On his part, Lek notes that the evolving cybersecurity landscape demands that organisations implement robust cloud security strategies with proper access controls, data protection, and privacy.
“Organisations should also invest in threat intelligence capabilities including threat information sharing, as it helps to further enhance the cyber posture by leveraging the knowledge, experience and capabilities of their partners,” he said.
Leave no one behind
Cybersecurity isn’t just the job of one team but is everyone’s responsibility, says Lek, who says a long-term success factor on this front is a commitment to diversity, equity, and inclusion in the company.
“We have to understand that there are different groups of audiences, from business users, and management, to IT users, and more. They have different levels of understanding of cybersecurity, which means they need different access to tools that help keep their cyber environment secure,” he explained.
“By acknowledging this, we are empowering our employees from all walks of life to challenge themselves and take their skills to the next level,” he said. “Organisation should focus on implementing regular security awareness and training to educate their employees on cyber threats and safe practices.”
“These should include cyber hygiene best practices and information asset protection with strong multi-factor authentications, as well as a cyber resilience program that continuously monitors, detects and responds to incidents and anomalies with safe recoveries.”
Forging bonds, learning together
Cybersecurity professionals should avoid the temptation to withdraw into a silo, advised Dr Teoh.
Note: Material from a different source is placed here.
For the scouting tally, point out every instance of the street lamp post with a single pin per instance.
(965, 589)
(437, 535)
They should instead proactively connect with other CISOs or security leaders to exchange notes and learn from one another, she says.
“Have at least one group that you are comfortable to share information with. This is one of the best ways to learn and to pre-empt future threats or areas of concerns.”
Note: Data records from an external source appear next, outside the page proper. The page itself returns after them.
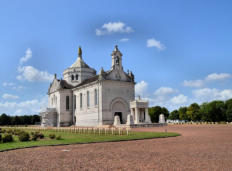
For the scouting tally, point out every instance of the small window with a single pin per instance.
(95, 97)
(87, 98)
(80, 100)
(67, 102)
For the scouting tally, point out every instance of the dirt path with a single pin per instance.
(201, 147)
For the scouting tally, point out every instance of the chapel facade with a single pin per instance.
(87, 98)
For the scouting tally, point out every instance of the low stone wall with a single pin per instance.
(142, 125)
(148, 125)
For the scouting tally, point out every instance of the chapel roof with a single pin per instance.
(64, 84)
There are no set rules here, though it might make sense for such groups to consist of those from the same industry. And for those from the public sector, with peers from within the same ministry.
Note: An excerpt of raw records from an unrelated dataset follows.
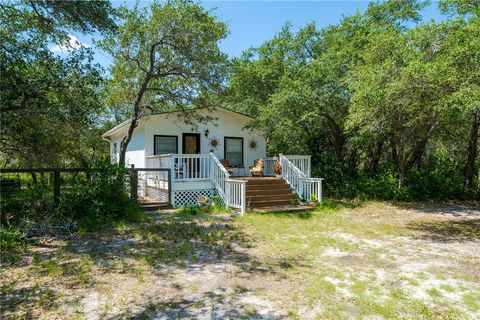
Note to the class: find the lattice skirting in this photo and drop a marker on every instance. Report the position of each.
(181, 198)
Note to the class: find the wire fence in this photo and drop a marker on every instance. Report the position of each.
(142, 184)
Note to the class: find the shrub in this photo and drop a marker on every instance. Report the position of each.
(101, 200)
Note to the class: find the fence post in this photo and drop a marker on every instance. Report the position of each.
(56, 187)
(320, 192)
(134, 183)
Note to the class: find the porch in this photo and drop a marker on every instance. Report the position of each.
(193, 175)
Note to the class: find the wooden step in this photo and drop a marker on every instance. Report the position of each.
(270, 203)
(272, 187)
(267, 192)
(271, 197)
(283, 208)
(266, 182)
(154, 206)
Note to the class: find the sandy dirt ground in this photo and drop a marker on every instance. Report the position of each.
(416, 261)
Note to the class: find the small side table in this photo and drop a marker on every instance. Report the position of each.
(239, 172)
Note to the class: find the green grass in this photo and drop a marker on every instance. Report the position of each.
(340, 261)
(338, 241)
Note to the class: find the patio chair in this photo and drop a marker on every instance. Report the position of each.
(257, 168)
(229, 168)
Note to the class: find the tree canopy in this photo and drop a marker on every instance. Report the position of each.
(49, 103)
(166, 57)
(387, 104)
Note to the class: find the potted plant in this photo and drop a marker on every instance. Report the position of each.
(313, 200)
(277, 168)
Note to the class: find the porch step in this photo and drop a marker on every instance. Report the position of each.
(268, 197)
(268, 192)
(154, 205)
(284, 208)
(270, 203)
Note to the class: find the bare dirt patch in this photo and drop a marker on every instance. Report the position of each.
(377, 260)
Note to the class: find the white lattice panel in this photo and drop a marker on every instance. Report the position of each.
(181, 198)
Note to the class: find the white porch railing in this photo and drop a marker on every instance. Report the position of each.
(232, 191)
(185, 167)
(303, 163)
(268, 165)
(303, 185)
Dr Teoh recommends groups of between 10 and 15. Why not a larger group of 40 to 50? “When the group is too big, the information shared will be much [less],” she quipped.
The road ahead might be lonely, and the pressures faced by the CISO can be daunting in the extreme. But if there is one comfort, it would be that CISOs don’t have to journey alone.
Lek concurs: “Regardless of what industry you are in and how competitive it can get, there is one thing that every cyber professional agrees on: That we have to set our differences aside and join hands to fight cyber threats.”
“If one of us becomes the weakest link, for example, then the rest of the industry will get affected,” he concluded.